頃は第二次世界大戦最中。成人男子は徴兵令で戦場へと足を踏み入れる。
そこは血で血を洗う戦慄の光景、そして地獄絵図である。

老若男女、苦しんで生きていた時代。泣いた。

「おとうちゃんはやくかえってきてね!」

そんな幼く可愛らしい言葉を発するのは幼少期時代の郁(いく)であった。
登紀子の父も、戦場へと足を運ぶ。無論、それは死と隣り合わせとなることである。
死すら理解できない子供は、すぐ帰ってくると思っている。その後ろでは妻である喜代美(きよみ)が涙を堪えている。

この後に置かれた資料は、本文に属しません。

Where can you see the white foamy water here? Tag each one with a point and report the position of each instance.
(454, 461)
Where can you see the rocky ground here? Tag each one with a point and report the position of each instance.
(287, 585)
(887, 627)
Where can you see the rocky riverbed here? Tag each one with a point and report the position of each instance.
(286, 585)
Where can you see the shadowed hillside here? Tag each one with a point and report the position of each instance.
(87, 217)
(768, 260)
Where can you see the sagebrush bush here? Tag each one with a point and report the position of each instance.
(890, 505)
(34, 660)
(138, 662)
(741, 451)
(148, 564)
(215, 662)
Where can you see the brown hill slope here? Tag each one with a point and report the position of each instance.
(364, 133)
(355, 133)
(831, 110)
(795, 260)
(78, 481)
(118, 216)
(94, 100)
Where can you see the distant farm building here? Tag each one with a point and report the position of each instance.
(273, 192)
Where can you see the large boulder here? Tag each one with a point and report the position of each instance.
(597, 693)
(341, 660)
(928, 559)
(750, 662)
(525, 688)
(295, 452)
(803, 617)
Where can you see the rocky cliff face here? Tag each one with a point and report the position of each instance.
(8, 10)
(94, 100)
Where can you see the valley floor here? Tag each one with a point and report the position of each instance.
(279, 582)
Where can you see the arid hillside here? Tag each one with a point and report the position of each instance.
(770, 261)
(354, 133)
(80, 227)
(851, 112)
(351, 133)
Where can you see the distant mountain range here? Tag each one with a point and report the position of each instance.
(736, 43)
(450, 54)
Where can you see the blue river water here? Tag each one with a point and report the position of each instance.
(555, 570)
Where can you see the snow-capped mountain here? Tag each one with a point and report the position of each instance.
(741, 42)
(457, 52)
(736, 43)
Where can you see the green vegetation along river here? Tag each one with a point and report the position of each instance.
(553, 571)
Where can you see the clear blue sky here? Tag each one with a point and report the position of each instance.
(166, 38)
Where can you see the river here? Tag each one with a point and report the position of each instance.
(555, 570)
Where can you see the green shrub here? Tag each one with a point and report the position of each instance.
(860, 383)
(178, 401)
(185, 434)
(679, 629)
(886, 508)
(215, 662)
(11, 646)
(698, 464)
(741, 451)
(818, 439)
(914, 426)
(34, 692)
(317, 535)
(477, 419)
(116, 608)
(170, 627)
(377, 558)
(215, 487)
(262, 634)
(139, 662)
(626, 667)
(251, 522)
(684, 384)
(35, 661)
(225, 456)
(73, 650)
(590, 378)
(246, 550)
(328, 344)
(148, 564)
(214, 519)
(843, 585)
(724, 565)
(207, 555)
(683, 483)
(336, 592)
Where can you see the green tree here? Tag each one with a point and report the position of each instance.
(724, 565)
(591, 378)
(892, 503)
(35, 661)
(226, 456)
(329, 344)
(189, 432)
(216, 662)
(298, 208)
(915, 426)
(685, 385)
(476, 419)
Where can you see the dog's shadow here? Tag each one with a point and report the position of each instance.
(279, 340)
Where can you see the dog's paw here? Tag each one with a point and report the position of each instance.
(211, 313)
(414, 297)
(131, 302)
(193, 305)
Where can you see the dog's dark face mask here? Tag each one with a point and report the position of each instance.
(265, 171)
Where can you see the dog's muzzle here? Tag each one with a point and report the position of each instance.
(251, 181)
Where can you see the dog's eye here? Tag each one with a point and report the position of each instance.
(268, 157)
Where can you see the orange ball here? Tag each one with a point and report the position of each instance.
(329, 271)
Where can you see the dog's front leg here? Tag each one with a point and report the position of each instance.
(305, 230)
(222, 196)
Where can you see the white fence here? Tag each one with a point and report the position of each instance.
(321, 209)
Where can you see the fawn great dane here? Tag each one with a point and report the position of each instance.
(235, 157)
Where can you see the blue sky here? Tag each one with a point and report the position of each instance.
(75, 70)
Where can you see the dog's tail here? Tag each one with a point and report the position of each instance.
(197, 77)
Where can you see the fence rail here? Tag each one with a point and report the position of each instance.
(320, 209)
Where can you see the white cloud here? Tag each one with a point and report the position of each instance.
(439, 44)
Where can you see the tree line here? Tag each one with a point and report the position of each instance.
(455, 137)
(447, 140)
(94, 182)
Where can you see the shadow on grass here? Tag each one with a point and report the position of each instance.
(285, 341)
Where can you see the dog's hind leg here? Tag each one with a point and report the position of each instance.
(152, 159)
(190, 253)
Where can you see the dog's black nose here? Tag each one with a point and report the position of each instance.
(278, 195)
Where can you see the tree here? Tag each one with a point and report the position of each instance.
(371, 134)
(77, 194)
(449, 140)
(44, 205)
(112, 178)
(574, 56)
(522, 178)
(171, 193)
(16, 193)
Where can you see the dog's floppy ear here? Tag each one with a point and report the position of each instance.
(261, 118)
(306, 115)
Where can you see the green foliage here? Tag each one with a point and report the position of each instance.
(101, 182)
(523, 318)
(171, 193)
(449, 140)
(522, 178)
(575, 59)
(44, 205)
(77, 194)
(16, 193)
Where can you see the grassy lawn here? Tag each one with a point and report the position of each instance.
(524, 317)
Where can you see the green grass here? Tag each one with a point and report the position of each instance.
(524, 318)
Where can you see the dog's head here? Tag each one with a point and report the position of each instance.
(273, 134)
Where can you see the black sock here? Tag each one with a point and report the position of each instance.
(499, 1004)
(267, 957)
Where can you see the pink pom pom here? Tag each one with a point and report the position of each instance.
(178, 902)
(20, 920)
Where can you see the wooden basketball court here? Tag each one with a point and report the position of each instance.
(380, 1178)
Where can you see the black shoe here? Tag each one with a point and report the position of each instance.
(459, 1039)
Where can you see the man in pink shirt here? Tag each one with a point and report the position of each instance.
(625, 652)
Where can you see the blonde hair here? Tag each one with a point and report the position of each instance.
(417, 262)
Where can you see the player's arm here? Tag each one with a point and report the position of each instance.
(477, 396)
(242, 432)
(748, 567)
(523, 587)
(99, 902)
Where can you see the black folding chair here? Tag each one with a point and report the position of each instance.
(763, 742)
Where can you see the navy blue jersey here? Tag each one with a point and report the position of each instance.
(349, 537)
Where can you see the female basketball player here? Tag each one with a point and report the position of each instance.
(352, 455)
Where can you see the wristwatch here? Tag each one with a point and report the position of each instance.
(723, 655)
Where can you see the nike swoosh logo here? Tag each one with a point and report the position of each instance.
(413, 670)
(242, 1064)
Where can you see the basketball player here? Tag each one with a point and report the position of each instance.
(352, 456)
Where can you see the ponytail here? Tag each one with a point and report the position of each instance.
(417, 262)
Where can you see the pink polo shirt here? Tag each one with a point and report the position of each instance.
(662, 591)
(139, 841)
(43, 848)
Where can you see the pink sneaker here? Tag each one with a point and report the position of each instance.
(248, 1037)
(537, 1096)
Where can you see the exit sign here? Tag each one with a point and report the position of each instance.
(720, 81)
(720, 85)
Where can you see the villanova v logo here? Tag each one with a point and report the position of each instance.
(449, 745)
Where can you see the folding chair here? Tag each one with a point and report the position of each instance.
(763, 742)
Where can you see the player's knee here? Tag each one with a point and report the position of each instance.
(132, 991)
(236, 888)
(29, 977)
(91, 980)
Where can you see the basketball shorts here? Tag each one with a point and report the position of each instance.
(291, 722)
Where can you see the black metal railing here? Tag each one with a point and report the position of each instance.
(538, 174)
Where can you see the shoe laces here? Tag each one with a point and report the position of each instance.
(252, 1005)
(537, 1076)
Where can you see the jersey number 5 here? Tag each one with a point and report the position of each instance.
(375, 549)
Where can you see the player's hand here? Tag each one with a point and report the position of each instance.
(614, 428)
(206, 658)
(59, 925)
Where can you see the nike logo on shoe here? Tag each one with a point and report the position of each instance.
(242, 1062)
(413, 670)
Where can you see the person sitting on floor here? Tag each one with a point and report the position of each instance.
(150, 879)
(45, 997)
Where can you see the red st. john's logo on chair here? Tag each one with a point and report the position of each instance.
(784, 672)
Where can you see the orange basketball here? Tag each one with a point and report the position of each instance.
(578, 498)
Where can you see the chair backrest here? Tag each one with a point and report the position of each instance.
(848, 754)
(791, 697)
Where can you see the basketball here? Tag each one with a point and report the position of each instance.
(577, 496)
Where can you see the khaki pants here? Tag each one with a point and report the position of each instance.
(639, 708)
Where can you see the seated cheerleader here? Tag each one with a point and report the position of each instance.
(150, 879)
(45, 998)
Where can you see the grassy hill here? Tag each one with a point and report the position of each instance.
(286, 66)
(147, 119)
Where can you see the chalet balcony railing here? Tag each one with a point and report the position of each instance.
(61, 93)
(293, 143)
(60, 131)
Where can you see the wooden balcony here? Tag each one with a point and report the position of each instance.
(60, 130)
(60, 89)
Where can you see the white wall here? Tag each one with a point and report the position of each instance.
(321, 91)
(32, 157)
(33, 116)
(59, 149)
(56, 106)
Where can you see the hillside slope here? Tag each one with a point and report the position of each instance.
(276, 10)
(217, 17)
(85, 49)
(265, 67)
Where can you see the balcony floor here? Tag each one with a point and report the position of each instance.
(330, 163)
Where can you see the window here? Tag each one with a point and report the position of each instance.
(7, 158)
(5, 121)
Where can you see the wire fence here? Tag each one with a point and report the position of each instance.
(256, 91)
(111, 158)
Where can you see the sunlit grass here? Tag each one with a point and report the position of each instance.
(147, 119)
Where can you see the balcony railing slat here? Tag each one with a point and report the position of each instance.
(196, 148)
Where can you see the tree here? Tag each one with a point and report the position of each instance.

「絶対に・・・・・・生きて帰ってきてねっ・・・・・」

精一杯の言葉だった。涙を見せず、顔を下に向ける。
そして、夫である哲(てつ)が言った。

「帰ってきたら、米腹いっぺぇ食おうなっ!」

それが、哲の遺言だった。



第二次世界大戦の終戦、軍服を着た男が木箱を持って喜代美の前に現れた。その男は涙で顔が濡れていた。

「哲先輩はっ・・・・・! 最高の日本男児でしたっ!」

男は静かに喜代美に木箱を渡す。そして喜代美はその中が何かを知っている。哲だ。
喜代美は両膝を地面につき、泣いた。声にもならない悲しみで・・・・・。それに近づく幼き郁。

「おとうちゃんかえってきたのー?」

喜代美は首を傾げ、そして郁に言った。

「お父ちゃんは・・・・・・お父ちゃんはねっ・・・・・・争いも悲しみも無い所へと行ったんだよっ
 だから心配しないでいいのよ」


激動の時世に生まれたのが、郁であった。